If alternative 1 was consistently faster, compilers would make asm that did that, but it's not so they don't. It introduces a possible branch miss and a load that can cache-miss. There are plausible circumstances under which it could be better (e.g. false sharing with other threads, or breaking a data dependency), but those are special cases that you'd have to confirm with performance experiments and perf counters.
Reading variable
in the first place already touches memory for both variables (if neither is in registers). If you expect new_val
to almost always be the same (so it predicts well), and for that load to miss in cache, branch prediction + speculative execution can be helpful to decouple later reads of variable
from that cache-miss load. But it's still a cache miss load that has to get waited for because the branch condition can be checked, so the total miss penalty could end up being quite large if the branch predicts wrong. But otherwise you're hiding a lot of the cache-miss load penalty by making more later work independent of it, allowing OoO exec up to the limit of the ROB size.

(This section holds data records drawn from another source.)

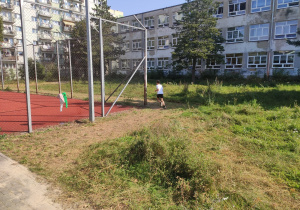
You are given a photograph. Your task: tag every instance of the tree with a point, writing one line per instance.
(112, 42)
(295, 43)
(198, 36)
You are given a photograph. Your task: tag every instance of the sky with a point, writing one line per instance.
(131, 7)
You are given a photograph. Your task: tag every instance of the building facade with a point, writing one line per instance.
(46, 22)
(255, 32)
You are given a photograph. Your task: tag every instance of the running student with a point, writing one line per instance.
(160, 94)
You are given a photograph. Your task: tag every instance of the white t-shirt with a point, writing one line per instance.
(160, 89)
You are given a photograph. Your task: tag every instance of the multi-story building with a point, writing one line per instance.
(46, 21)
(255, 32)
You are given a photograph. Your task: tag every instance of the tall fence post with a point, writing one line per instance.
(70, 63)
(102, 68)
(58, 66)
(90, 63)
(27, 88)
(35, 70)
(2, 73)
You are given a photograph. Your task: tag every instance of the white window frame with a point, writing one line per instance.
(151, 43)
(150, 63)
(149, 22)
(163, 20)
(162, 63)
(125, 64)
(265, 5)
(286, 26)
(220, 11)
(237, 7)
(257, 60)
(163, 42)
(287, 3)
(235, 34)
(259, 32)
(136, 44)
(282, 56)
(232, 61)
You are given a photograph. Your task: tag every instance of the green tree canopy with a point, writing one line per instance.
(198, 36)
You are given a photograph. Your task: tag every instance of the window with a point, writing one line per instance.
(235, 34)
(163, 20)
(237, 7)
(175, 40)
(219, 12)
(234, 61)
(150, 63)
(149, 22)
(162, 63)
(257, 60)
(56, 12)
(163, 42)
(136, 62)
(136, 44)
(287, 3)
(286, 29)
(151, 44)
(260, 5)
(259, 32)
(211, 64)
(125, 64)
(283, 59)
(177, 17)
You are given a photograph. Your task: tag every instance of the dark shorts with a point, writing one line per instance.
(160, 95)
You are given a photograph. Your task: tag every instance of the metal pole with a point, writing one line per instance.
(35, 70)
(70, 62)
(90, 63)
(102, 68)
(2, 73)
(17, 74)
(58, 67)
(27, 89)
(146, 67)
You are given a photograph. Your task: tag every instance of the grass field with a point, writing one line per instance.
(217, 146)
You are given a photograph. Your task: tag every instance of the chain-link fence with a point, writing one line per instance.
(56, 54)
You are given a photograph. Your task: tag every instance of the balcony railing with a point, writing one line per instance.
(8, 19)
(68, 18)
(44, 13)
(44, 2)
(7, 45)
(8, 32)
(9, 6)
(45, 25)
(47, 48)
(45, 36)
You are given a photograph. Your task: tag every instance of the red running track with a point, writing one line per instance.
(44, 111)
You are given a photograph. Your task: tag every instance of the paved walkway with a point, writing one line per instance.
(19, 189)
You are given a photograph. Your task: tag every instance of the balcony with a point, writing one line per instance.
(8, 19)
(68, 18)
(45, 36)
(45, 25)
(7, 45)
(7, 32)
(44, 13)
(47, 48)
(8, 6)
(46, 2)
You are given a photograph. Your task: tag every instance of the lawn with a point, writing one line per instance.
(217, 146)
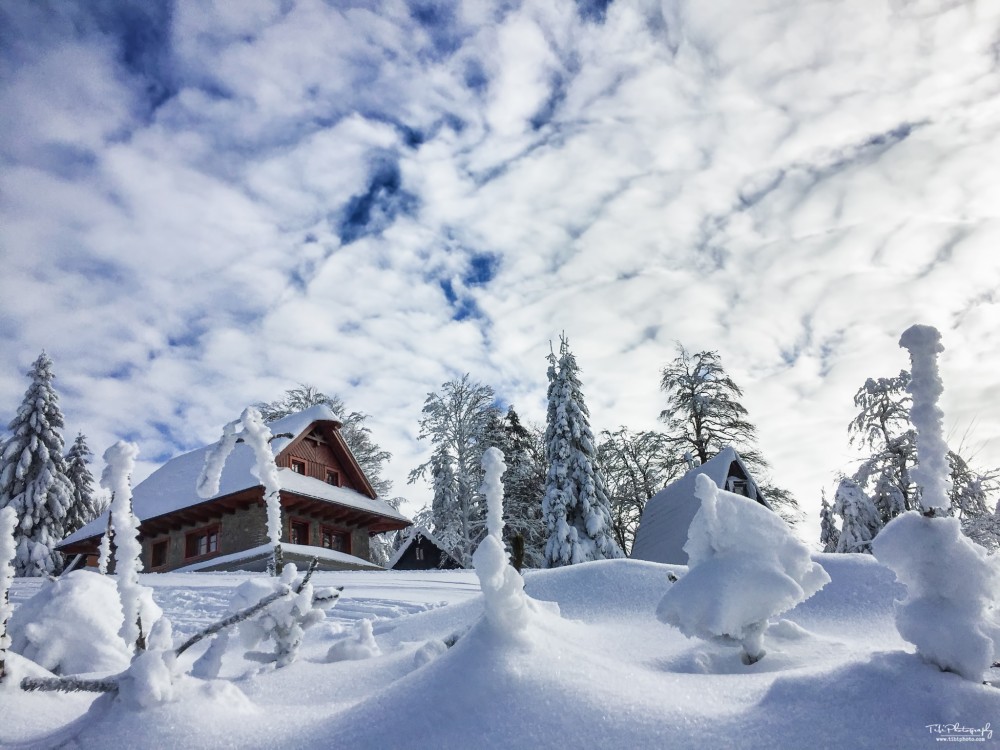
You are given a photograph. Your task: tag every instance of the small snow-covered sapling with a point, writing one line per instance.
(8, 549)
(745, 566)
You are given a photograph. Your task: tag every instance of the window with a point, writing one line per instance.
(335, 540)
(158, 554)
(298, 532)
(202, 542)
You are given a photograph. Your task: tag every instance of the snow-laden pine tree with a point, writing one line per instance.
(576, 508)
(33, 477)
(457, 421)
(704, 415)
(637, 465)
(523, 484)
(85, 506)
(861, 521)
(829, 534)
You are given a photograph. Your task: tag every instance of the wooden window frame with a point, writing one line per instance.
(325, 529)
(204, 531)
(165, 544)
(292, 521)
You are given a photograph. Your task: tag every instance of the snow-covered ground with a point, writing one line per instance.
(602, 672)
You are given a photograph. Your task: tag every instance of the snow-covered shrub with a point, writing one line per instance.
(286, 620)
(949, 612)
(745, 566)
(507, 606)
(360, 646)
(120, 461)
(8, 550)
(861, 519)
(71, 626)
(150, 678)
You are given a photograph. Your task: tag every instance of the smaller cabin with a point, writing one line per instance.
(663, 528)
(421, 551)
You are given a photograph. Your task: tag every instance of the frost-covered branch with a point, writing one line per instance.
(8, 551)
(120, 460)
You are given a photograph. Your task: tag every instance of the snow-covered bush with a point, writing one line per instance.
(361, 645)
(507, 606)
(286, 620)
(8, 550)
(120, 461)
(949, 612)
(745, 566)
(150, 678)
(71, 626)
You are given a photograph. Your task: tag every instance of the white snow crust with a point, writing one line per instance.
(745, 567)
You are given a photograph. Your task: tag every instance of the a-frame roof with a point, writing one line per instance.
(172, 487)
(663, 528)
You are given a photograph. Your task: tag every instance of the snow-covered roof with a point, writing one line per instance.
(288, 549)
(413, 534)
(663, 528)
(172, 486)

Other than breaking the data dependency, if f()
inlines and variable
optimizes into a register, it would be pointless to branch. Otherwise, a store that misses in L1d but hits in L2 cache is still pretty cheap, and decoupled from execution by the store buffer. (Can a speculatively executed CPU branch contain opcodes that access RAM?) Even hitting in L3 is not too bad for a store, unless other threads have the line in shared state and dirtying it would interfere with them reading values of other global vars. (False sharing)
Note that later reloads of variable
can use the newly-stored value even while the store is waiting to commit from the store buffer to L1d cache (store forwarding), so even if f()
didn't inline and use the new_value
load result directly, its use of variable
still doesn't have to wait for a possible store miss on variable
.
Avoiding false-sharing is one of the few reasons it could be worth branching to avoid a single store of a value that fits in a register.
Two questions linked in comments by @EOF discuss a case of this possible optimization (or possible pessimization) to avoid writes. It's sometimes done with std::atomic
variables because false sharing is an even bigger deal. (And stores with the default mo_seq_cst
memory order are slow on most ISAs other than AArch64, draining the store buffer.)